Both Countries Bailed Out by IMF

The financial crisis took its toll on Europe, with Greece and Ireland among the hardest hit. The International Monetary Fund and the European Union stepped in to rescue both countries on the brink of financial collapse to both shore up their economies and prevent a similar fate in other European countries mired in debt.

Greece Leads in the Fall

George Papandreou was elected prime minister in October 2009 and immediately faced a public debt that caused fears that the country might default on its debt. He acknowledged that Greece's deficit had risen to 12.7% of GDP, much higher than the 3.7% reported by the previous administration, and called for stark austerity measures, including deep spending cuts, a crackdown on tax evasion, and an increase in fuel prices.

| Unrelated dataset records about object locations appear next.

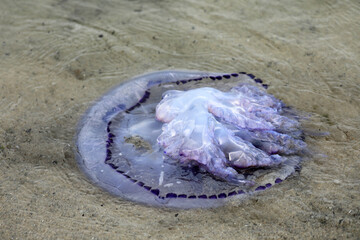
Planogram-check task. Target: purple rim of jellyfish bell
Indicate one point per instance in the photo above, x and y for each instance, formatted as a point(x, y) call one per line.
point(156, 191)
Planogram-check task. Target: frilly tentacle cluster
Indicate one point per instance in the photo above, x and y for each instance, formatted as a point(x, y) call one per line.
point(225, 131)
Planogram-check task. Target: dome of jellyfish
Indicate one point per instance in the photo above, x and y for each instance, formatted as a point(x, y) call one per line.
point(188, 139)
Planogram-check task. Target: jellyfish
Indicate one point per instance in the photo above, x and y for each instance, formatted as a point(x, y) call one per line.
point(185, 139)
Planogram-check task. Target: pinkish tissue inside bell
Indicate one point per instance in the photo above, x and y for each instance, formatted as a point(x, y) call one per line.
point(224, 131)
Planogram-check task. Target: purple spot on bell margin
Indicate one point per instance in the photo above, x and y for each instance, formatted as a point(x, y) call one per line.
point(155, 191)
point(171, 195)
point(232, 193)
point(260, 188)
point(241, 192)
point(251, 76)
point(278, 180)
point(222, 195)
point(112, 165)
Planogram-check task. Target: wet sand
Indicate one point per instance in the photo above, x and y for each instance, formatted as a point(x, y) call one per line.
point(58, 57)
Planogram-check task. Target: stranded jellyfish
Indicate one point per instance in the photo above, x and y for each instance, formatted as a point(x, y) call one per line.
point(189, 139)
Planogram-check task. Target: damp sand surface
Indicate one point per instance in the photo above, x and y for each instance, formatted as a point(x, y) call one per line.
point(57, 57)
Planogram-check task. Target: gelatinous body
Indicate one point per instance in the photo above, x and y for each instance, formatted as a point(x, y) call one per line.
point(188, 139)
point(218, 130)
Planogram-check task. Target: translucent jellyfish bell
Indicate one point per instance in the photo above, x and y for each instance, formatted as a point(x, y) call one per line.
point(135, 141)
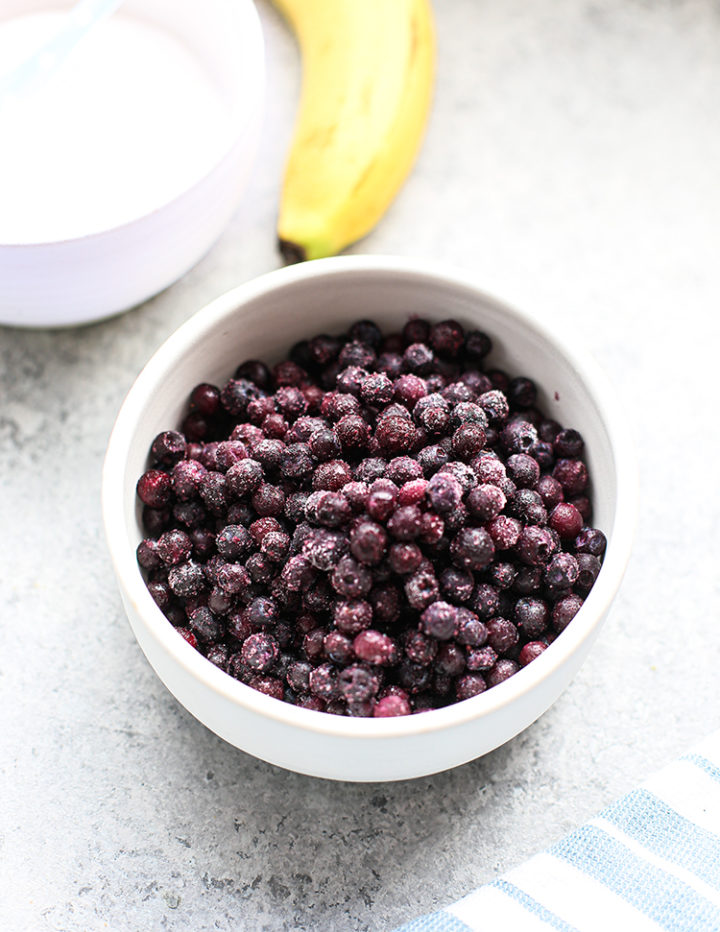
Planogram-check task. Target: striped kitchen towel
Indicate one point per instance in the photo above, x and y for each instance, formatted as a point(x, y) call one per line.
point(650, 861)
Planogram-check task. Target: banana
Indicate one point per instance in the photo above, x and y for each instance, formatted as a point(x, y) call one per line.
point(368, 69)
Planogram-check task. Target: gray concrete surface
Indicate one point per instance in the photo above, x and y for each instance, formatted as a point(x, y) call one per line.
point(573, 161)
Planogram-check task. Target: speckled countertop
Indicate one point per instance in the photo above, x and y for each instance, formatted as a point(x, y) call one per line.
point(572, 162)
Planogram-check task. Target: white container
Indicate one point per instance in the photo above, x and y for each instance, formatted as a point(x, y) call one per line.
point(262, 319)
point(88, 277)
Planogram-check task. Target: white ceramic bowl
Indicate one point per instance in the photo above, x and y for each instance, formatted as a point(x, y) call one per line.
point(262, 319)
point(73, 281)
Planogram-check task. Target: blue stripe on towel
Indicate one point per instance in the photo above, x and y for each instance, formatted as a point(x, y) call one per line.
point(704, 764)
point(435, 922)
point(531, 905)
point(659, 895)
point(652, 823)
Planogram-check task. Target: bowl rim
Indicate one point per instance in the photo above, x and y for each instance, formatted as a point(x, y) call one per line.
point(252, 44)
point(585, 624)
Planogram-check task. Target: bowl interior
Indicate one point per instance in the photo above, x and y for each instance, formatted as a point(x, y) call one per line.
point(267, 326)
point(263, 319)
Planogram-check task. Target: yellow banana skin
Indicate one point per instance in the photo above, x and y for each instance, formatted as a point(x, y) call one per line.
point(368, 70)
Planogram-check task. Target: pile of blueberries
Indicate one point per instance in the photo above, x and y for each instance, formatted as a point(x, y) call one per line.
point(376, 526)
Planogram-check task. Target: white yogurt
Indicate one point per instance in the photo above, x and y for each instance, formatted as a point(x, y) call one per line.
point(127, 123)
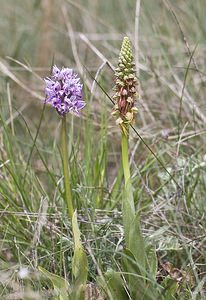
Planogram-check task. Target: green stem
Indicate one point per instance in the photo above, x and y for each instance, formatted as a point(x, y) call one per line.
point(125, 158)
point(64, 143)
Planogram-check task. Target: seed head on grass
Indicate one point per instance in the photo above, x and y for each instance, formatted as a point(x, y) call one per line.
point(64, 91)
point(125, 87)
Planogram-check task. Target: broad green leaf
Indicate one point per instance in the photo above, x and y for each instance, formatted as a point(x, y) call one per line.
point(152, 260)
point(136, 242)
point(76, 232)
point(79, 263)
point(140, 286)
point(61, 286)
point(128, 210)
point(116, 285)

In April, shortly after Papandreou requested a $60 billion bailout package from the European Union and the International Monetary Fund, Standard & Poor's downgraded Greece's bond rating to junk status, a move that caused further fear that the country would default on its debt. Germany balked at the aid package without promises of further spending cuts from Greece. While Germany stalled, the needed amount of assistance ballooned. In early May, Greece agreed to implement deep cuts to its social services, crack down on corruption, increase the retirement age, and other measures in exchange for $146 billion in aid, which will be distributed over three years. Protests broke out over the cuts, and three people were killed when a bank was set on fire. The protests quickly waned, and by the end of the summer Greece had met the economic benchmarks set by the IMF and thus qualified for the next round of aid.

Celtic Tiger Loses Its Teeth

Ireland's economic decline began during the global financial crisis of 2008. The country slipped into recession in 2008, and unemployment hit 11% in February 2009, the highest rate in 13 years. By the end of 2009, Ireland's economy had contracted by 10%. The economic malaise was largely due to a housing bubble that burst, which in turn saddled banks with bad loans, causing the financial sector to nearly collapse under the weight of the bad debt. Indeed, the Celtic Tiger suffered endured a stunning revearsal of fortune.

In November 2010, Ireland sought and received a $113 billion (85 billion euro) bailout package from the European Union and the International Monetary Fund to shore up its banks. The rescue took its toll on Prime Minster Cowen, who rejected demands to call for new elections, opting instead to set them for 2011 after a new budget, with deep spending cuts and other austerity measures, passed.